BY CHUKWUEMEKE IWELUNMO
With the Organization of Petroleum Exporting Countries(OPEC), considering making further voluntary production cut to stabilize the global oil market a new report has predicted bleak production in Africa in 2024.
The African Energy Chamber(AEC), in its report at the weekend, dropped the forecast without supporting evidence when it said that Africa’s oil production is set for a gradual decline in 2024.
The Chamber forecasts “relative calm” in the global oil market for the remainder of 2023, NJ Ayuk, Executive Chairman of the African Energy Chamber, wrote.
“For now, the wild extremes of the pandemic era appear to be behind us,” Ayuk said, but noted that declining oil production in Africa is not welcome news for the African oil-producing nations.
“The State of African Energy 2024 Outlook” report shows that oil production in Africa in 2023 – 2024 is expected to stay relatively flat at about 6.77 million barrels per day (bpd). But month-on-month production looks a bit bleaker, with production declining from 6.9 million bpd in January 2024 to around 6.62 million bpd in December 2024, according to the African Energy Chamber.
The OPEC member nations Nigeria, Libya, Algeria, and Angola are driving Africa’s oil and condensates production, with Nigeria the largest producer, contributing a little over a fifth of these countries’ combined total annual volumes.

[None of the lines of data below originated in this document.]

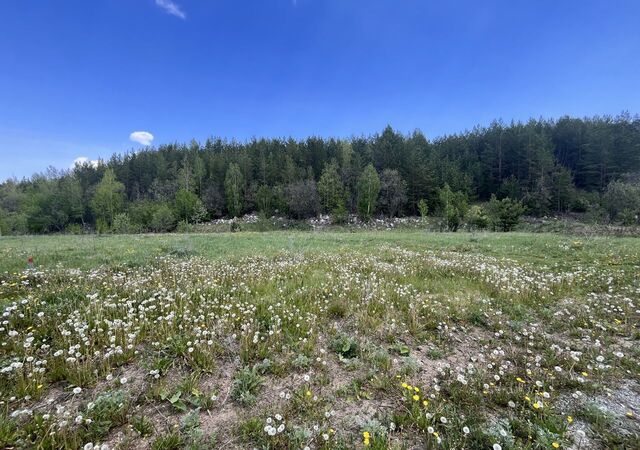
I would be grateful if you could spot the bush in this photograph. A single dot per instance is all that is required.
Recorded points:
(504, 214)
(73, 228)
(454, 207)
(163, 219)
(477, 217)
(622, 201)
(121, 224)
(339, 214)
(423, 209)
(302, 199)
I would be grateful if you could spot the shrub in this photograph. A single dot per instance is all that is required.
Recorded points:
(163, 219)
(423, 209)
(454, 207)
(622, 200)
(246, 385)
(477, 217)
(504, 214)
(121, 224)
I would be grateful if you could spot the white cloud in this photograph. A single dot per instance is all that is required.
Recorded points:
(82, 160)
(171, 8)
(141, 137)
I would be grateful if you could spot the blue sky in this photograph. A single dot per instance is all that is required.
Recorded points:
(77, 77)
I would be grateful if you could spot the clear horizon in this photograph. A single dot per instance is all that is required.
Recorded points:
(89, 80)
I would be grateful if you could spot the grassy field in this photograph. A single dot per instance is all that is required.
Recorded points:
(320, 340)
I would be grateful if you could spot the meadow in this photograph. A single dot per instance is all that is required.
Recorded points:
(320, 340)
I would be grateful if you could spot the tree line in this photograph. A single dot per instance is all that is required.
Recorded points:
(541, 166)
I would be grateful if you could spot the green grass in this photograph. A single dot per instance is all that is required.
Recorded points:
(330, 340)
(87, 251)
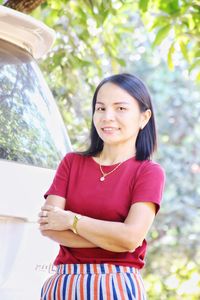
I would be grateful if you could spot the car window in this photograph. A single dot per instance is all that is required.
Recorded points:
(31, 129)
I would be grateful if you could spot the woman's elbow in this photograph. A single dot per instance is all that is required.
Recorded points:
(132, 242)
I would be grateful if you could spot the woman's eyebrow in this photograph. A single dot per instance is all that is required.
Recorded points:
(115, 103)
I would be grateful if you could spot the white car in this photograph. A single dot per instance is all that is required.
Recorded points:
(33, 139)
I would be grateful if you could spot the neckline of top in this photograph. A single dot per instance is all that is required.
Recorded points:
(115, 164)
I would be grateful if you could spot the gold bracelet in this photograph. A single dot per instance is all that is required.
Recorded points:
(74, 225)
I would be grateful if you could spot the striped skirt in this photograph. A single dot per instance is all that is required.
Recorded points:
(94, 282)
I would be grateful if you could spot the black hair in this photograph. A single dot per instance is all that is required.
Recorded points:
(146, 142)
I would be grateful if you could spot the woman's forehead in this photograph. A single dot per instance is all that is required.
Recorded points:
(110, 92)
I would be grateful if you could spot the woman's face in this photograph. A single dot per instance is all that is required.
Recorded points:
(117, 117)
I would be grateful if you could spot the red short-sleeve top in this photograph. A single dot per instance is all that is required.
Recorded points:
(78, 180)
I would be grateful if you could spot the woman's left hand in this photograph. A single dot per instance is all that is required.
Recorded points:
(54, 218)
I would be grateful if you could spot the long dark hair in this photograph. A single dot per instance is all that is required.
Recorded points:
(146, 142)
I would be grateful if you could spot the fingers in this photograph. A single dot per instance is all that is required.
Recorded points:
(43, 217)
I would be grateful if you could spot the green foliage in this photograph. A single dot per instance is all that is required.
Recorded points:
(179, 23)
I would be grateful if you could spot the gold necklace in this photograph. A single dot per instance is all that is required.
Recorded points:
(102, 178)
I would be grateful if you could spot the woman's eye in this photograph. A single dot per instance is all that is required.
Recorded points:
(121, 108)
(99, 108)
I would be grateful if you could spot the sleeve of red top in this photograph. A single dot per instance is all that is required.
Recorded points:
(149, 184)
(60, 181)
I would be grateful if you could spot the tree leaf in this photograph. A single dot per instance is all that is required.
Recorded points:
(184, 49)
(143, 5)
(170, 57)
(161, 35)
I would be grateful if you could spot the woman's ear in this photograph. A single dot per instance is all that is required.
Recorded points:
(146, 115)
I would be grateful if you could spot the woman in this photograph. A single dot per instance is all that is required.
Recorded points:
(102, 202)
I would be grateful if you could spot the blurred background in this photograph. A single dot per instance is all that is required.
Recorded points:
(159, 41)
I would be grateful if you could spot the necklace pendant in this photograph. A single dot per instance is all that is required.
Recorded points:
(102, 178)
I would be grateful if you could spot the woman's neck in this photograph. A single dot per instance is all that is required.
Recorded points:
(114, 155)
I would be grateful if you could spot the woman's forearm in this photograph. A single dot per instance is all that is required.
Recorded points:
(112, 236)
(68, 238)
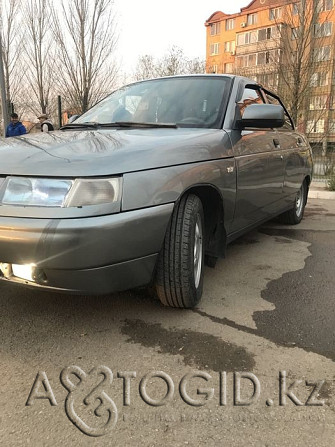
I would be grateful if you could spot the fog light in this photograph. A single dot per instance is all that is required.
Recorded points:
(24, 271)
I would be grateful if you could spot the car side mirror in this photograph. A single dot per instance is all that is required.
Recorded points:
(72, 118)
(262, 116)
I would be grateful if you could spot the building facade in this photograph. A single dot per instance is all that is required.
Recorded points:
(289, 47)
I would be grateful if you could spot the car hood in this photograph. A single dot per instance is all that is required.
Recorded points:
(107, 152)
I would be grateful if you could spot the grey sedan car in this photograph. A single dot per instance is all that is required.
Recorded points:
(148, 185)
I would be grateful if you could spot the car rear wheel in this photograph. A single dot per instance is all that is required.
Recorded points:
(296, 213)
(179, 275)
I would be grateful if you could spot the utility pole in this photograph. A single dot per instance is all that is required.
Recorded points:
(2, 81)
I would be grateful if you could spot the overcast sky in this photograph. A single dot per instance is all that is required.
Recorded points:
(152, 27)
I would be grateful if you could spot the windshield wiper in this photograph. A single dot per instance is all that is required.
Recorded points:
(135, 124)
(91, 125)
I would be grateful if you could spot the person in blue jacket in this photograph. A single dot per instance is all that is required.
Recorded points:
(15, 127)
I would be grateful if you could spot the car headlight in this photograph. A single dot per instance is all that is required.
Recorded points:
(61, 193)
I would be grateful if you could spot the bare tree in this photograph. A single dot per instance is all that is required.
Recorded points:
(174, 62)
(12, 49)
(39, 54)
(85, 36)
(145, 68)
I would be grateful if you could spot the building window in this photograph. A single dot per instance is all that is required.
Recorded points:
(264, 34)
(213, 68)
(229, 47)
(246, 38)
(215, 28)
(321, 54)
(318, 102)
(230, 24)
(268, 79)
(323, 29)
(325, 5)
(275, 13)
(214, 48)
(294, 33)
(251, 19)
(248, 60)
(331, 126)
(229, 67)
(314, 126)
(267, 57)
(296, 9)
(319, 79)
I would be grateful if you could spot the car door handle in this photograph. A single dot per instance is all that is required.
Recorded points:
(276, 143)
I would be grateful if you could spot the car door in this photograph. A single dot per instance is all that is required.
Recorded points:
(294, 150)
(260, 168)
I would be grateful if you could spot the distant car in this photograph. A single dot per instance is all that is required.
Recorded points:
(148, 184)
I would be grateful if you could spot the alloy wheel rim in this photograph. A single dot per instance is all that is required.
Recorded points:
(198, 248)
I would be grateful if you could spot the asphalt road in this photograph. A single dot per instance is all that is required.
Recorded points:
(266, 318)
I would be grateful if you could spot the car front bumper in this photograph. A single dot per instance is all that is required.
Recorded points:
(95, 255)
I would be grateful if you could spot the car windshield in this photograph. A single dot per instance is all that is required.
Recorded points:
(184, 101)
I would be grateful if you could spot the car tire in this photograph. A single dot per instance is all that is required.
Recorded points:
(179, 274)
(296, 213)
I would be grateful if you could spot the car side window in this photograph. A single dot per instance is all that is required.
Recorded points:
(288, 125)
(251, 95)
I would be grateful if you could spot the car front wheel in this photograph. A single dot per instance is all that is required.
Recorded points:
(179, 275)
(296, 213)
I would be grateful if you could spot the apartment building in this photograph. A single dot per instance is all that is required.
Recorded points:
(288, 46)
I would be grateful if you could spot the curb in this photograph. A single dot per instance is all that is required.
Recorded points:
(314, 194)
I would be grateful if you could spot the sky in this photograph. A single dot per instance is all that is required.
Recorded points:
(152, 27)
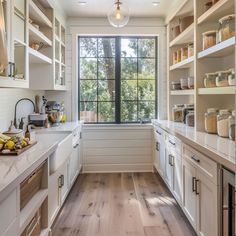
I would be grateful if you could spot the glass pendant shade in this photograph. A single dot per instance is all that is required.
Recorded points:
(118, 16)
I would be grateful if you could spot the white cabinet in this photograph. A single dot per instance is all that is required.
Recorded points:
(200, 192)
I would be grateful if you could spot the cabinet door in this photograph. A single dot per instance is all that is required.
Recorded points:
(53, 196)
(207, 206)
(177, 179)
(64, 180)
(189, 194)
(169, 170)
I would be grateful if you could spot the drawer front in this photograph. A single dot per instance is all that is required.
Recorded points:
(205, 164)
(8, 211)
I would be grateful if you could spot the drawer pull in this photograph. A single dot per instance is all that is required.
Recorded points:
(172, 143)
(194, 184)
(197, 190)
(158, 132)
(195, 159)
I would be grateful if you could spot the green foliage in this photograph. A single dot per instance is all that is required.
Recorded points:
(97, 84)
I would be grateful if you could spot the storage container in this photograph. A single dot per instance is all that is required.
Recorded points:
(184, 53)
(34, 227)
(190, 82)
(190, 50)
(211, 121)
(222, 79)
(190, 118)
(210, 80)
(209, 39)
(176, 85)
(184, 83)
(30, 186)
(227, 27)
(231, 77)
(185, 22)
(177, 113)
(223, 123)
(232, 126)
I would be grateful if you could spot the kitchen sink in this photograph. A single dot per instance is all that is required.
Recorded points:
(63, 150)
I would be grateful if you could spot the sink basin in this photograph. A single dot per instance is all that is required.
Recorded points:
(63, 150)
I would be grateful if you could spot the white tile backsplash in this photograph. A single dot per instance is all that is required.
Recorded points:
(8, 99)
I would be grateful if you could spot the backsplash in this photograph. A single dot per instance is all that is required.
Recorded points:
(8, 99)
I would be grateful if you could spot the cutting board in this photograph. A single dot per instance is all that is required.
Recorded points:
(19, 151)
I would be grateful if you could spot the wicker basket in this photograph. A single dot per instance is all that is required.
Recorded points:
(30, 186)
(34, 227)
(185, 22)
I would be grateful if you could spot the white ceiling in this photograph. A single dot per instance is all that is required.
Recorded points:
(100, 8)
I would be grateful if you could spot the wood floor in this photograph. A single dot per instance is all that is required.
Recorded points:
(131, 204)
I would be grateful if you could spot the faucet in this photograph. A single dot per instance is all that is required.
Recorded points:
(22, 99)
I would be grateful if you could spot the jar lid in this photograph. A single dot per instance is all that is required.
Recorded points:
(225, 18)
(210, 32)
(224, 112)
(211, 110)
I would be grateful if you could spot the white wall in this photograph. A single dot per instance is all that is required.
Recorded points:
(8, 99)
(100, 26)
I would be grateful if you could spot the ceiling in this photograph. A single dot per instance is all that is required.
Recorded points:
(100, 8)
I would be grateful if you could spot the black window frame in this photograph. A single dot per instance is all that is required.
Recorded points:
(118, 77)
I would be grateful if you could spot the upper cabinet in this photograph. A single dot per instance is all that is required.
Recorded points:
(15, 15)
(35, 46)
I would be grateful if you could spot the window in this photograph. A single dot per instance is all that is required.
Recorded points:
(117, 79)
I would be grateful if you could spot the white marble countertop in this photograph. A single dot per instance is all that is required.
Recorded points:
(14, 169)
(221, 150)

However, Africa’s OPEC producers, including Nigeria, need to address production outages caused by pipeline vandalism and militant activity, exacerbated by declining legacy fields and a lack of new start-ups, the African Energy Chamber said.
Earlier this month, the Nigerian National Petroleum Company Limited, NNPCL, unveiled a new grade of oil, Nembe, in an attempt to undo the damage from long-running thefts and attacks in the country’s Niger Delta region.
“We should be seizing every opportunity to capitalize on our oil and gas resources,” the executive chairman of the African Energy Chamber noted.
Every drop of oil extracted is a pathway to economic growth revenue that can fund social programs, infrastructure development, and much-needed technology transfers from the international oil companies (IOCs) that invest in Africa,” Ayuk said.